One possible way of improving DRAM performance is to exploit
the wide bandwidth within DRAM chip (2-3 orders of magnitude larger than
CPU-memory bandwidth), to copy large amount of data quickly in a single DRAM
chip. Such operations can occur in a DRAM read cycle. In a traditional DRAM
chip, a row of bits is read into a latch upon a RAS signal. After reading the
individual bit within this row, the latched row must be written back to the
same row (since reading operation is destructive). If we can write the content
of latch into an arbitrarily specified row in the same DRAM chip when
refreshing, we can actually copy hundreds of bytes of data in just two DRAM
cycles.
Memory copy operations (memcpy(), bcopy(), etc)

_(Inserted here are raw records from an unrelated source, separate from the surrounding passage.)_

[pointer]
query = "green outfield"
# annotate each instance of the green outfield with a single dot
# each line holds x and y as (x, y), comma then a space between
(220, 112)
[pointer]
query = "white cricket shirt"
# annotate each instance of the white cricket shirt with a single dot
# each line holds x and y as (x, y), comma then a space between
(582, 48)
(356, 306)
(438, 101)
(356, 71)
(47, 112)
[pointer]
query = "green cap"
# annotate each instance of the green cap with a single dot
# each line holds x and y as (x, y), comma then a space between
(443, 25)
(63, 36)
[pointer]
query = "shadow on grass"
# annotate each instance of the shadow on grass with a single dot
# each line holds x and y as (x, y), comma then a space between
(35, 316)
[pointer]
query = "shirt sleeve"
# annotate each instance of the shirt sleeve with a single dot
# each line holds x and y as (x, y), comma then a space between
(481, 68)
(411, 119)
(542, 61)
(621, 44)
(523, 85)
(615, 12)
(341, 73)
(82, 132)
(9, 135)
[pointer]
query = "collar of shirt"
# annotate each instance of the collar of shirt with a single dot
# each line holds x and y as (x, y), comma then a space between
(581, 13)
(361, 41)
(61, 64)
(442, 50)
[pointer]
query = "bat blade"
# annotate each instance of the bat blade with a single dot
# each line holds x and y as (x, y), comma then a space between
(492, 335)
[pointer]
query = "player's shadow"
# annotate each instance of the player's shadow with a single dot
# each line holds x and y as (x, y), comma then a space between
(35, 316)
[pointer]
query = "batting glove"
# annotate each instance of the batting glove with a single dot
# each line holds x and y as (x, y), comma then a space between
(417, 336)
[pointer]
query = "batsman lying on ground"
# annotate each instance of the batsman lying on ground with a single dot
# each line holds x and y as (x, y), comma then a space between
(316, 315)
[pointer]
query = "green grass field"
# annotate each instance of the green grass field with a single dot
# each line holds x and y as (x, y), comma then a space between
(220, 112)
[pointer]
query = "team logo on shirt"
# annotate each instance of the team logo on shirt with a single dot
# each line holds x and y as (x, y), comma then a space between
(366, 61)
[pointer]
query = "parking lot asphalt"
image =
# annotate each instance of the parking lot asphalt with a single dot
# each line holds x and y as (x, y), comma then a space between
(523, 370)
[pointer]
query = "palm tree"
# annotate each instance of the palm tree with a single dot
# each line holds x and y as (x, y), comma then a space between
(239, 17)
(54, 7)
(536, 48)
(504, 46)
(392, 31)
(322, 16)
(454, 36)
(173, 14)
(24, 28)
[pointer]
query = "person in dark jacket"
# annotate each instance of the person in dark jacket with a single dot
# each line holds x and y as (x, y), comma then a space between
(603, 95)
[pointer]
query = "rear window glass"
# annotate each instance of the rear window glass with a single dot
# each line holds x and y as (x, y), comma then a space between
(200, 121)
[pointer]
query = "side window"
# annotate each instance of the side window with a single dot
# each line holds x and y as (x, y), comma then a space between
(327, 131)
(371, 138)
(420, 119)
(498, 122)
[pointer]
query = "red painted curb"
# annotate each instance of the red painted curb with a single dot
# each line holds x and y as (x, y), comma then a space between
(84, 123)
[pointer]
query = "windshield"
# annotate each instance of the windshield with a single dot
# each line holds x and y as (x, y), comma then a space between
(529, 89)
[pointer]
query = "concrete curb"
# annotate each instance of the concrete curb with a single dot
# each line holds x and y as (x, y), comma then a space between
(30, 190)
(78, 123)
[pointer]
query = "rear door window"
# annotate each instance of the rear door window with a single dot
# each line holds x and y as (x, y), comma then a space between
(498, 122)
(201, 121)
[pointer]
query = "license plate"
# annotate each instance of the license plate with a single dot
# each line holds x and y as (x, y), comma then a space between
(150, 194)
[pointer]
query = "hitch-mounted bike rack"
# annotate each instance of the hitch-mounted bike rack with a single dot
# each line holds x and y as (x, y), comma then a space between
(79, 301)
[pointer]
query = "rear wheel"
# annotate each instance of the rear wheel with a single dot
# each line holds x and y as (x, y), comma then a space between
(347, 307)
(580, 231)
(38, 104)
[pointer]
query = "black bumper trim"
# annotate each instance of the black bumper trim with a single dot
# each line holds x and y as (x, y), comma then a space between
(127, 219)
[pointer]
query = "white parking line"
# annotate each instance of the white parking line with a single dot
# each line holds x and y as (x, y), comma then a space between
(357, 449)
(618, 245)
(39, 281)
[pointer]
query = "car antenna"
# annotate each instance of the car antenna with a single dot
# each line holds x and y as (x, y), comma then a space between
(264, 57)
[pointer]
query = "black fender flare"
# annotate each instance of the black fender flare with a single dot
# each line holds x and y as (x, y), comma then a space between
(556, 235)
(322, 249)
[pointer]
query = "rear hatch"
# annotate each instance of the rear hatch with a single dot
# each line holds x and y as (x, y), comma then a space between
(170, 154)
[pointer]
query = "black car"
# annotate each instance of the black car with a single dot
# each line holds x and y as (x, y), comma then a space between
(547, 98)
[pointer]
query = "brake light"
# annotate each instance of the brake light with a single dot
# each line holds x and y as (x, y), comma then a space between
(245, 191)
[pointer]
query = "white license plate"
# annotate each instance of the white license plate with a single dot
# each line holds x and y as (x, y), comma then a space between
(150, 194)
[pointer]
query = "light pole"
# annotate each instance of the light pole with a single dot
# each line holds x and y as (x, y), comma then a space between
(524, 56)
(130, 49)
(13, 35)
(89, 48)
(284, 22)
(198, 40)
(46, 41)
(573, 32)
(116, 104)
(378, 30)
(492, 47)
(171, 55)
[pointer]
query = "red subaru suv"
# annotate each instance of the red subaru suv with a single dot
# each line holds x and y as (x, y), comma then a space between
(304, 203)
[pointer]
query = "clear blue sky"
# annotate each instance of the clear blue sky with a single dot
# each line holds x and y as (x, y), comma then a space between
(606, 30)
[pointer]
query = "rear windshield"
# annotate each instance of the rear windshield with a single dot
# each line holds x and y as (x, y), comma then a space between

are intensively used in text processing application, networking services,
video/image streaming and operating systems, with different block sizes and
alignment property. In our project, we focus on the opportunity and usefulness
of fast block copy operations in DRAM. This report will introduce our
implementation of DRAMs supporting fast block copy and the simulation results
using fast block copy operations.
The rest of this paper is organized as follows. In section 2,
we will discuss related works. In section 3, we describe the methodology used
in our experiments. In section 4, we will briefly introduce traditional DRAM
organization and how to extend the DRAM hardware to support different kinds of
block copies. In section 5, we present the experiment results and our analysis.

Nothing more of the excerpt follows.